Musica Ambient, ideale sottofondo per la vita

La musica ambient – o musica ambientale, secondo il termine italiano – è quello stile musicale cui ci si riferisce tutte le volte che si parla di una musica d’atmosfera. Si caratterizza per suoni naturali, o riconducibili alla natura e per suoni ampiamente atmosferici, sui quali è possibile rilassarsi o chiacchierare senza che le sonorità disturbino in alcun modo, anzi, agevolino e accompagnino questa operazione, ecco perché Musica Ambient, ideale sottofondo per la vita.

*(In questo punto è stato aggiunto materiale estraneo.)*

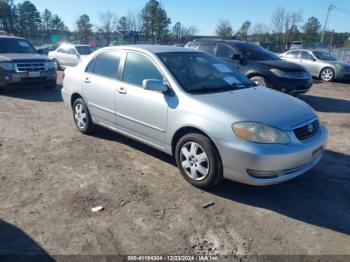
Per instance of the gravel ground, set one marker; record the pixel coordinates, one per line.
(51, 176)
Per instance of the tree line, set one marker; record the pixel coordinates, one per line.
(285, 28)
(151, 23)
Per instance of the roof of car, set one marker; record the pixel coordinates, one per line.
(219, 40)
(154, 48)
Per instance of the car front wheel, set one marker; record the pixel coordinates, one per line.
(82, 117)
(260, 81)
(198, 161)
(327, 74)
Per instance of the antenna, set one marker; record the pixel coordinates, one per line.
(330, 8)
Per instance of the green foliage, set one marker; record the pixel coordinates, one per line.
(155, 21)
(243, 31)
(224, 29)
(311, 29)
(84, 27)
(29, 19)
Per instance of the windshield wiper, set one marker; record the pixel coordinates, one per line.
(213, 90)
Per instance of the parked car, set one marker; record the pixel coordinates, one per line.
(20, 63)
(45, 49)
(296, 45)
(67, 55)
(320, 64)
(213, 120)
(259, 65)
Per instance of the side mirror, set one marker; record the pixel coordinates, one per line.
(237, 57)
(155, 85)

Brian Eno, importante musicista e produttore discografico britannico, è considerato l’inventore della musica d’ambiente. Nel suo libro “Futuri Impensabili” dà una descrizione ben precisa dello stile musicale di cui è il fondatore: “Un ambiente si definisce come una atmosfera, un’influenza che circonda o una tinteggiatura. È mia intenzione produrre pezzi originali, palesemente ma non esclusivamente destinati a particolari momenti e situazioni, come il progetto di costruire un piccolo ma versatile catalogo di musica d’ambiente, adatta a un’ampia varietà di umori e atmosfere.”
Anche noi, come Eno, abbiamo costruito il nostro piccolo ma versatile catalogo che vi invitiamo ad ascoltare.

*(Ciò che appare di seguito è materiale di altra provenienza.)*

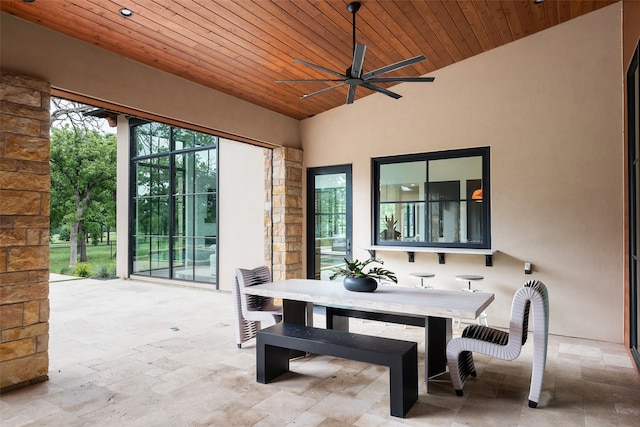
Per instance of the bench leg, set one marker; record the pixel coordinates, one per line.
(271, 362)
(403, 381)
(334, 321)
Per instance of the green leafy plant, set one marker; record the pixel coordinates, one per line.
(355, 268)
(82, 270)
(104, 272)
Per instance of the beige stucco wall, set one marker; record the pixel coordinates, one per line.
(81, 68)
(550, 108)
(242, 204)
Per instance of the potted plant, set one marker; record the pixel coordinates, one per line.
(358, 280)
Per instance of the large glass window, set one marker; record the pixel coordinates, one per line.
(174, 202)
(432, 199)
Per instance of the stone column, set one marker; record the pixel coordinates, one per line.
(286, 206)
(24, 230)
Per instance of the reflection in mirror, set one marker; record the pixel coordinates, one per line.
(433, 199)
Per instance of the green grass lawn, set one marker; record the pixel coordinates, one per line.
(100, 255)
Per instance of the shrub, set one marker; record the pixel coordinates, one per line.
(82, 270)
(104, 272)
(65, 233)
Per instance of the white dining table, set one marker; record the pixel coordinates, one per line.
(437, 307)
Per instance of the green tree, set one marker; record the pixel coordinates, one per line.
(83, 174)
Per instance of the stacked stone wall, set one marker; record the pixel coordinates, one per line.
(286, 214)
(24, 230)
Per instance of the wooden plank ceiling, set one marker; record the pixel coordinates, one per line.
(242, 47)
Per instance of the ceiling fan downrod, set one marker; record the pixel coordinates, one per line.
(353, 7)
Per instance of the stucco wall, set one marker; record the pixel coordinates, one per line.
(550, 108)
(242, 204)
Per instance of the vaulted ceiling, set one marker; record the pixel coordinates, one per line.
(242, 47)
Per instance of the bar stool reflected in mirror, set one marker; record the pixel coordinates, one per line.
(422, 276)
(472, 278)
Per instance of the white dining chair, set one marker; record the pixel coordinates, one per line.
(506, 345)
(251, 310)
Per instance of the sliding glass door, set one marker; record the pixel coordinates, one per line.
(633, 109)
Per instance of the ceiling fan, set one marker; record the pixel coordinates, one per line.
(354, 75)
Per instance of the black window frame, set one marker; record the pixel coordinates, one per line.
(483, 152)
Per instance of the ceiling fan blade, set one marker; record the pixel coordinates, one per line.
(351, 96)
(358, 60)
(318, 67)
(381, 90)
(400, 79)
(322, 90)
(393, 67)
(309, 80)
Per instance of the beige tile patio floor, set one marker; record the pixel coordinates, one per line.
(134, 353)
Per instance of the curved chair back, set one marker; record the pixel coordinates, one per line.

Per capire questa musica occorre entrare in un ordine di idee che è piuttosto controintuitivo: il ritmo e la struttura, così fondamentali nella musica pop, sono secondari quando parliamo di ambient. Sono infatti tono e atmosfera a prendersi la scena nella musica ambientale. Per tal motivo, i pezzi possono essere piuttosto lunghi e le loro sonorità possono ripetersi per diversi minuti. Parliamo infatti di una musica da accompagnamento che lascia spazio all’ascoltatore di fare altro, senza invaderne l’udito.

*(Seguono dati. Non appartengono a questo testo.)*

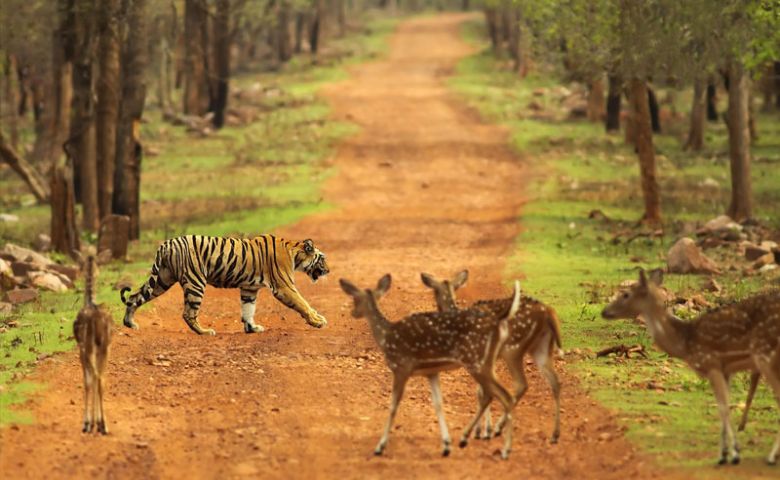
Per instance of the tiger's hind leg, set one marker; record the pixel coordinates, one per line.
(248, 299)
(193, 296)
(158, 283)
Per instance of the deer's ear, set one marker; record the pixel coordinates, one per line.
(460, 279)
(383, 285)
(657, 276)
(428, 280)
(349, 288)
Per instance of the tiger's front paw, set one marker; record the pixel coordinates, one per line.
(316, 320)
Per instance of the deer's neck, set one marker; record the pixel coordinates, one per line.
(378, 323)
(667, 331)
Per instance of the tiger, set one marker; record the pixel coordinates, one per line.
(247, 264)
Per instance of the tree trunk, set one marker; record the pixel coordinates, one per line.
(31, 177)
(314, 29)
(64, 233)
(739, 143)
(283, 47)
(614, 97)
(222, 60)
(655, 119)
(127, 176)
(82, 142)
(196, 84)
(712, 102)
(108, 87)
(646, 152)
(696, 131)
(596, 101)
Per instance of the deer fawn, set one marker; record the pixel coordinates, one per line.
(429, 343)
(737, 337)
(92, 329)
(535, 329)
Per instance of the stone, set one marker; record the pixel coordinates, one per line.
(47, 281)
(21, 269)
(69, 271)
(754, 252)
(685, 257)
(767, 259)
(43, 242)
(114, 235)
(21, 295)
(21, 254)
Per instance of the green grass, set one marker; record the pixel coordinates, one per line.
(242, 180)
(568, 260)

La musica ambient: cenni storici

Se volessimo trovare una data di nascita per la musica ambient dovremmo andare abbastanza indietro nel tempo, ovviamente a ben prima della nascita di Brian Eno. I primi cenni di ambient infatti risalgono agli inizi del Novecento, quando alcuni precursori iniziarono a sperimentare una musica che, all’epoca, definivano semi-acustica. In seguito, troviamo tracce di sonorità ambientali nell’arte di Erik Satie, impressionista della musica (e proprio a lui abbiamo dedicato una nostra composizione “Satie Archi” che potete ascoltare qui), così come nel concreto minimalismo di Terry Riley e Philip Glass o nel jazz di Paul Horn. Quest’ultimo si esibì in due concerti in solitaria all’interno della piramide di Giza e del Taj Mahal, sfoderando improvvisazioni assolutamente ambientali. Solo in tempi più recenti, in quegli anni ’70 dove cominciò a esibirsi da solista dopo aver abbandonato i Roxy Music, abbiamo assistito all’avvento di Brian Eno.
Quando, negli anni ’80, la musica ambient si era già affermata sulla scena musicale, abbiamo assistito a influenze ambientali nel pop, nel rock, nella techno e house e alla nascita di una sua discendente diretta: la musica chillout di cui parleremo nel prossimo articolo.

Il potere della musica ambientale

Questa abilità di attestarsi come sottofondo e accompagnamento ha reso la musica ambient una compagna molto gradita per chi fa montaggio video. Film e spettacoli televisivi degli ultimi 50 anni hanno attinto sovente, e a piene mani, al catalogo ambient. Essa infatti riesce a creare sfumature e paesaggi sonori assolutamente originali, nonché spesso davvero molto suggestivi, in alcuni casi capaci di imprimersi nella memoria esattamente come le scene madri dei film che accompagnano. Sono tantissime le colonne sonore che sfruttano la musica ambientale e lo fanno per incorniciare scene d’amore, violenza, morte, azione e umorismo. Sebbene il genere ambientale non sia indimenticabile come lo sono dei pezzi maestri nelle soundtrack cinematografiche, esso è comunque in grado di caratterizzare a dovere un passaggio specifico della pellicola. Come si è già detto, non parliamo di una musica che si prende la scena, bensì che la accompagna, incorniciandola e arricchendola.